Back when Google released Google Mail, the model fitted it to a certain extent. It collected email from everywhere and delivered it everywhere. All it needed to do was create a repository for it while it was in transit. Not a big ask.

Eggs in one basket

Fast forward to application delivery. That’s a totally different ball game. Here the data is stored in one point, Googleville. OK, lots of Googlevilles, but centralised locations, anyway. Where’s Google’s experience in doing that?

In reality, Google has very little. It’s learning on the fly. It’s busking. It’s on a bike without the stabilisers, its bound to wobble. And sometimes crash. At the moment, that’s a good thing. So why do I say that?

Because failing now gives it a chance to get it right for when we all move away from the desktop and into the Cloud. Google is learning the lessons for every major cloud provider already here and those to come.

A little bird told me - but told me too little and too late

The biggest concern about the Google outages was not that they happened, but that Google failed to provide the three W’s. There was no one to say what had happened, why it had and when it would be fixed.

The first anyone heard from Google came from a Tweet on Twitter. And that simply isn’t good enough for a world-class global player.

I’ve worked long enough supporting customers to at least learned one thing. If you have bad news, tell it fast and tell it like it is. People don’t get annoyed about failures, they get annoyed about poor information flow.

Support frameworks - the truth

Microsoft may be sitting smugly now and even consider pointing to its own support framework as an example of how to do it. But it would be deceiving everybody if it did. Because Microsoft’s support is an illusion, a sham.

It doesn’t have a vast army of support staff. It relies on its usually unpaid users and partners - people who have born the pain of using its awful software and learned the hard way to provide the fixes and workarounds.

Google doesn’t have that luxury yet, so must put its hands into its incredibly deep pockets and provide the people to get the information out there.

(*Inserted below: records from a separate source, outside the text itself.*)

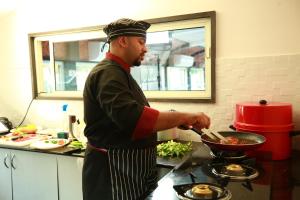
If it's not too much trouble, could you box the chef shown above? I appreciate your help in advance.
[82,19,210,200]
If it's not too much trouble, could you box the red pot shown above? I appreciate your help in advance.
[234,100,293,160]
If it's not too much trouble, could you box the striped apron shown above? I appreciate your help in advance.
[107,147,157,200]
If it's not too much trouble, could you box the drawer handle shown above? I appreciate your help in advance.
[11,154,16,169]
[3,154,9,168]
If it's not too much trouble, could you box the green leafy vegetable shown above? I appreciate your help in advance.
[68,140,85,149]
[157,140,192,157]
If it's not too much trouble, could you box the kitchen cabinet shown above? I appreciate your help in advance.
[0,149,58,200]
[57,156,83,200]
[0,149,12,200]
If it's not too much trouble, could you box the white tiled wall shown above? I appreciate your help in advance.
[151,54,300,144]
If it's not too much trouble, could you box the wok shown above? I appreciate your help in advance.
[192,129,266,151]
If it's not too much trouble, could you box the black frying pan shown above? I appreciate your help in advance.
[192,129,266,151]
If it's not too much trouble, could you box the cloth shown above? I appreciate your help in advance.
[103,18,150,42]
[83,146,157,200]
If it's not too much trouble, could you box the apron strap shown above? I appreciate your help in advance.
[87,143,107,154]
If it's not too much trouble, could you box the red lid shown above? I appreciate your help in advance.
[234,100,293,132]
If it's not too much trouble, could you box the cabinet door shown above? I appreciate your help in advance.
[11,150,58,200]
[0,149,12,200]
[57,156,83,200]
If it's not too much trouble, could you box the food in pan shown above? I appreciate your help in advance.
[220,136,256,145]
[157,140,192,157]
[225,164,244,175]
[192,184,213,198]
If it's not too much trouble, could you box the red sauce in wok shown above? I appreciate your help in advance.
[220,136,257,145]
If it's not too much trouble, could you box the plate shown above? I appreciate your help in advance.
[0,133,49,147]
[30,139,70,149]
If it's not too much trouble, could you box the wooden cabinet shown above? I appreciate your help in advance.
[0,149,58,200]
[57,156,83,200]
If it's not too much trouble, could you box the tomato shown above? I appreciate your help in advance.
[58,140,65,145]
[221,136,239,144]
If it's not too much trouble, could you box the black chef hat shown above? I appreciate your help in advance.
[103,18,150,42]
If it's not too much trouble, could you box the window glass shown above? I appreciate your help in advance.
[30,11,215,100]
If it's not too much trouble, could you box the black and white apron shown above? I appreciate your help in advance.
[107,147,157,200]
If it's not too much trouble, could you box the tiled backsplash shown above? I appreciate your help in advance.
[158,54,300,144]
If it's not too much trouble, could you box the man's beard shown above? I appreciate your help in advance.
[132,56,144,67]
[133,60,141,67]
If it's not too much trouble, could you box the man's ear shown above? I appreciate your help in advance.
[118,36,128,47]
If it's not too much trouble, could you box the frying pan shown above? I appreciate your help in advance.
[192,128,266,151]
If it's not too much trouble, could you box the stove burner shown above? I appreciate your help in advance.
[210,150,247,160]
[211,164,259,181]
[173,183,232,200]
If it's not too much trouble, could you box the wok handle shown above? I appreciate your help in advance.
[191,128,204,136]
[229,124,236,131]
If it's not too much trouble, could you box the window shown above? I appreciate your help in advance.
[29,12,215,102]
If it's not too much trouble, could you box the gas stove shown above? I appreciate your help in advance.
[147,143,300,200]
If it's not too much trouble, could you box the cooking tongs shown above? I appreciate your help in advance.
[191,128,228,142]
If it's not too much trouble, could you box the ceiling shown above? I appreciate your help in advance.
[0,0,18,17]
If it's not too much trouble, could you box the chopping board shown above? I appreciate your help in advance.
[156,153,190,168]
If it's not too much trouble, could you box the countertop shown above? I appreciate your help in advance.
[0,144,84,157]
[146,150,300,200]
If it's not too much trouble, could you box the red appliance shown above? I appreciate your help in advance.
[234,100,293,160]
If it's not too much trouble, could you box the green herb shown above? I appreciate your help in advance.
[157,140,192,157]
[68,140,84,149]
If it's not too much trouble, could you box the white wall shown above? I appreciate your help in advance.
[0,0,300,144]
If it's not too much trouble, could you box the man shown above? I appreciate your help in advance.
[83,19,210,200]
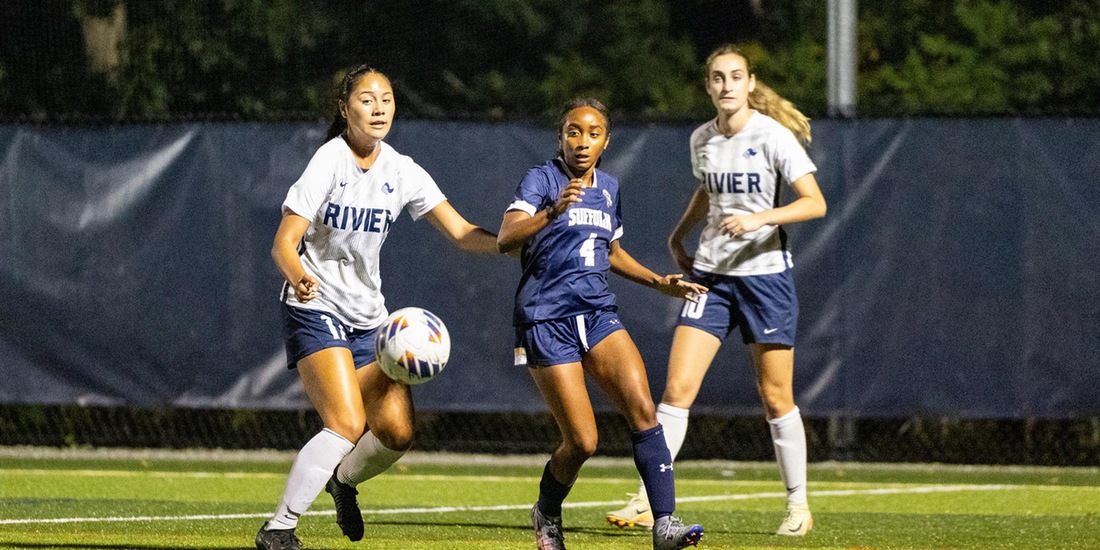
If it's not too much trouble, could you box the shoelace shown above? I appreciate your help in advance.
[539,519,565,548]
[268,530,301,548]
[660,516,684,540]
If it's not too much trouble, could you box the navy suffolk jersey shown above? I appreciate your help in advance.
[508,161,623,326]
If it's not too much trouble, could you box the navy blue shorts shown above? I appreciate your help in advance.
[516,309,623,367]
[283,304,377,369]
[677,270,799,348]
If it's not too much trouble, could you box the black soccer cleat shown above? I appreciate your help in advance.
[325,472,363,542]
[256,523,301,550]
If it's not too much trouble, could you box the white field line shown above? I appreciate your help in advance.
[0,485,1023,525]
[0,469,778,486]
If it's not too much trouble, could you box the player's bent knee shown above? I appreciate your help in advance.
[562,438,598,463]
[372,427,416,452]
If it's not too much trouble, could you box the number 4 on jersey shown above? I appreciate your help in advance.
[580,233,596,266]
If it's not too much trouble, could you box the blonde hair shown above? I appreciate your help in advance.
[706,44,812,145]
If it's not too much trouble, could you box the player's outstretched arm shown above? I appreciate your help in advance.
[496,179,584,253]
[669,187,711,272]
[608,241,706,301]
[272,210,321,304]
[425,200,499,254]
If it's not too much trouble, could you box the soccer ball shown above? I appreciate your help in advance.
[374,307,451,385]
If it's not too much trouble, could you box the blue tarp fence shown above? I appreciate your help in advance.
[0,119,1100,418]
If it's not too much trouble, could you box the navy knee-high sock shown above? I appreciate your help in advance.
[630,425,677,518]
[538,461,573,517]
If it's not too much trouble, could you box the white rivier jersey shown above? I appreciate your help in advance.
[691,111,817,276]
[283,136,447,329]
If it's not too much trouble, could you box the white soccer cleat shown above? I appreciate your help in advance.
[607,493,653,529]
[776,503,814,537]
[531,504,565,550]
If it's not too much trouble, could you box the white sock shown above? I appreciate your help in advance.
[267,428,354,529]
[638,403,689,497]
[768,407,806,504]
[337,431,405,486]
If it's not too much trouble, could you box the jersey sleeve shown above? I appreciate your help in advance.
[283,146,336,220]
[505,168,552,216]
[400,157,447,220]
[688,127,703,182]
[772,129,817,185]
[612,186,623,241]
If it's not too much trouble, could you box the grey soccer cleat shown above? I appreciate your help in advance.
[531,504,565,550]
[776,504,814,537]
[653,516,703,550]
[256,523,301,550]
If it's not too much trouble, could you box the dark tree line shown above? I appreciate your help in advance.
[0,0,1100,120]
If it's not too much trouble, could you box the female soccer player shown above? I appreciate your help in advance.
[607,45,825,537]
[497,99,706,550]
[255,65,497,550]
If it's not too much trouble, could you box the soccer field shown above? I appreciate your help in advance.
[0,449,1100,550]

Using social media to talk to the people

Social media is about moving information between people. It’s Google’s core business, why isn’t it using this for its support framework?

All its needs to do is place key staff out in the social space and give them the information about failures and issues and resolution estimates to pass on. A crucial yet surprising simple exercise but a vital lesson to learn.

The passing of the old way, or Goodnight Microsoft

Google’s path isn’t easy, the road is rocky and there will be obstacles to overcome, mountains to climb and other rivers to cross. But the biggest is behind it. Google crossed its own Rubicon in 2006. And what doesn’t kill it simply makes it stronger for when we all arrive at the gates of Rome.